Qualcuno l’ha paragonata, per drammaticità e proporzioni, alla strage nelle miniere di carbone di Marcinelle, in Belgio, dove l’8 agosto del 1956 persero la vita decine di minatori abruzzesi (complessivamente le vittime furono 262). Quattro-cinque metri di neve, forti scosse di terremoto a ripetizione, ghiaccio, valanghe, freddo siberiano, vento, allagamenti: la fine del mondo.
L’unica nota lieta è rappresentata dai pochi superstiti, in prevalenza bambini, estratti dalla neve e dai detriti dell’albergo dalle squadre di soccorritori che meritano un encomio. Strade bloccate, paesi sepolti dalla neve, case crollate, famiglie senza luce, senza cibo, senza acqua, senza riscaldamento, senza farmaci, persone uccise dal freddo, bestiame decimato, agricoltura in ginocchio, scuole e uffici chiusi: uno scenario incredibile che neppure i più vecchi ricordano. Frazioni di montagna nel Pescarese, nel Chietino, nel Teramano e nell’Aquilano isolate per giorni con temperature polari.

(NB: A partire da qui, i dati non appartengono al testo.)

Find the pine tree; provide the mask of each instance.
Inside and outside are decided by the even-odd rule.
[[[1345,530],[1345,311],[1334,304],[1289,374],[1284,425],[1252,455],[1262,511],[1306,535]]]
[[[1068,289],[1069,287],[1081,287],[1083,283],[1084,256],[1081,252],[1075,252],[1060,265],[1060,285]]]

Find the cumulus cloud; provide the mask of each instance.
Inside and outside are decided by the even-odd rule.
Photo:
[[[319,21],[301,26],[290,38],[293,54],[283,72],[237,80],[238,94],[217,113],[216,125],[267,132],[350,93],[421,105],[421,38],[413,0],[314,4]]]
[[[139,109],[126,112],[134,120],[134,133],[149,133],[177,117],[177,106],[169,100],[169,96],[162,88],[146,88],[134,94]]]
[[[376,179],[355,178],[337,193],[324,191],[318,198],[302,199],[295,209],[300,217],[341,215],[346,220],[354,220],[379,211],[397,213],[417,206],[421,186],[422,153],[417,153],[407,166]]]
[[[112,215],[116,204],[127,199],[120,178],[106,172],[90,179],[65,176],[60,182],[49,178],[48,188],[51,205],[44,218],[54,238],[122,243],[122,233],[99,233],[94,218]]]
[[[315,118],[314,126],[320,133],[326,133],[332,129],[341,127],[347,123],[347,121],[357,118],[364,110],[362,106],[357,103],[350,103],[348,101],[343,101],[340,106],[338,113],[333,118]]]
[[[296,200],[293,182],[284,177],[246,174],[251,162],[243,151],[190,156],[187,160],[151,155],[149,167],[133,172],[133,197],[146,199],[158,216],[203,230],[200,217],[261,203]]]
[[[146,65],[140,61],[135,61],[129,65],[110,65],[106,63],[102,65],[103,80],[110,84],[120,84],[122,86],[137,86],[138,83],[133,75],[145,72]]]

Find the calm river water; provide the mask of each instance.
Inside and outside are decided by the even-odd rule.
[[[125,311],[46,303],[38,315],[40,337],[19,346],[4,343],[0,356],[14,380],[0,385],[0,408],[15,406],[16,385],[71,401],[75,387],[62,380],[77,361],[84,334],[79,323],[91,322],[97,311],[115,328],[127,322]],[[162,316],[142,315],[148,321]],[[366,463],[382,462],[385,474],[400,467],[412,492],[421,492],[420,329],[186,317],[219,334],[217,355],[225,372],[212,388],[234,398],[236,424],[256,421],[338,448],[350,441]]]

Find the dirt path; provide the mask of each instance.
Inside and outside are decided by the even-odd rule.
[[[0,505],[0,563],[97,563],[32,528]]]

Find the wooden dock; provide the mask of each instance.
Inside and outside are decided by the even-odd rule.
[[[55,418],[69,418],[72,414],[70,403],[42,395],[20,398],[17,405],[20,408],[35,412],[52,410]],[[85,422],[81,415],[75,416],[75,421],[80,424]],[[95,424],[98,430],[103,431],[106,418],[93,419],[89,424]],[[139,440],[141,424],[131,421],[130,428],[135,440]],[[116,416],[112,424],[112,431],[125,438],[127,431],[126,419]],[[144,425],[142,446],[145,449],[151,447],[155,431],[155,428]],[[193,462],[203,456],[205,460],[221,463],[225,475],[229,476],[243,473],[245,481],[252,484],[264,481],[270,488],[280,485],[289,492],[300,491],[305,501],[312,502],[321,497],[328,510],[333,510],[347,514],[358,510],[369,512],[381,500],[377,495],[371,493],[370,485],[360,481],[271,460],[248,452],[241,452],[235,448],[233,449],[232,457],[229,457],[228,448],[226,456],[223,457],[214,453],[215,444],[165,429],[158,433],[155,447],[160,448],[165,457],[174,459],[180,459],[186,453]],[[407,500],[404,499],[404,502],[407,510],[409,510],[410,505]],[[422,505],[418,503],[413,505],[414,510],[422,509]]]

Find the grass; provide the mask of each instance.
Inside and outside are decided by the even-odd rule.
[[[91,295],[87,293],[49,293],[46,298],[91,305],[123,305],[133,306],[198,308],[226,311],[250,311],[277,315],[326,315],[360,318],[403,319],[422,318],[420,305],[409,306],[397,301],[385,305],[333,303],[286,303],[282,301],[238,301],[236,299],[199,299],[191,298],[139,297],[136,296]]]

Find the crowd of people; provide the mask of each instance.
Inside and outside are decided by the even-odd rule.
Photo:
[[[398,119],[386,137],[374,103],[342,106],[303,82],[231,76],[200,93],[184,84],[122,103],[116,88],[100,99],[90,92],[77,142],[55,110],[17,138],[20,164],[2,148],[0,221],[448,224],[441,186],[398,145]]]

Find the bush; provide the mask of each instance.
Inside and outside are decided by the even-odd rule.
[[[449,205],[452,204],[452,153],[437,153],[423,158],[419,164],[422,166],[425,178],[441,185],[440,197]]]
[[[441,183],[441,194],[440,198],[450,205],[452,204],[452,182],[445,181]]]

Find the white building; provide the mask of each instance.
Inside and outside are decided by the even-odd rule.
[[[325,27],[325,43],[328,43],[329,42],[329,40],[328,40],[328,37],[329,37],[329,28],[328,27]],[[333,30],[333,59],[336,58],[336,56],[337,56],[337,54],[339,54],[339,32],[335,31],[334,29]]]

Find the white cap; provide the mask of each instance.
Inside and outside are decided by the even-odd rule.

In alcuni borghi la neve ha raggiunto i cinque metri. Oltre al danno la beffa: una volta raggiunte con elicotteri, sci o motoslitte diverse famiglie, composte soprattutto da anziani, sono state evacuate e trasferite in alberghi sulla costa o presso case di parenti. Un impulso sinistro al triste e preoccupante fenomeno dello spopolamento delle zone interne.
Problemi anche sulla costa prima per la neve e poi per la pioggia incessante. Allagamenti a Pescara a causa dell’esondazione del fiume nei pressi del porto canale. Il tutto - tanto per non farci mancare niente - condito con una interminabile scia di polemiche e accuse su soccorsi, ritardi e scarsa prevenzione.
Per non parlare dell’inchiesta della magistratura che dovrà accertare eventuali responsabili penali. Si potevano evitare queste vittime? Non sarà facile dare risposte certe.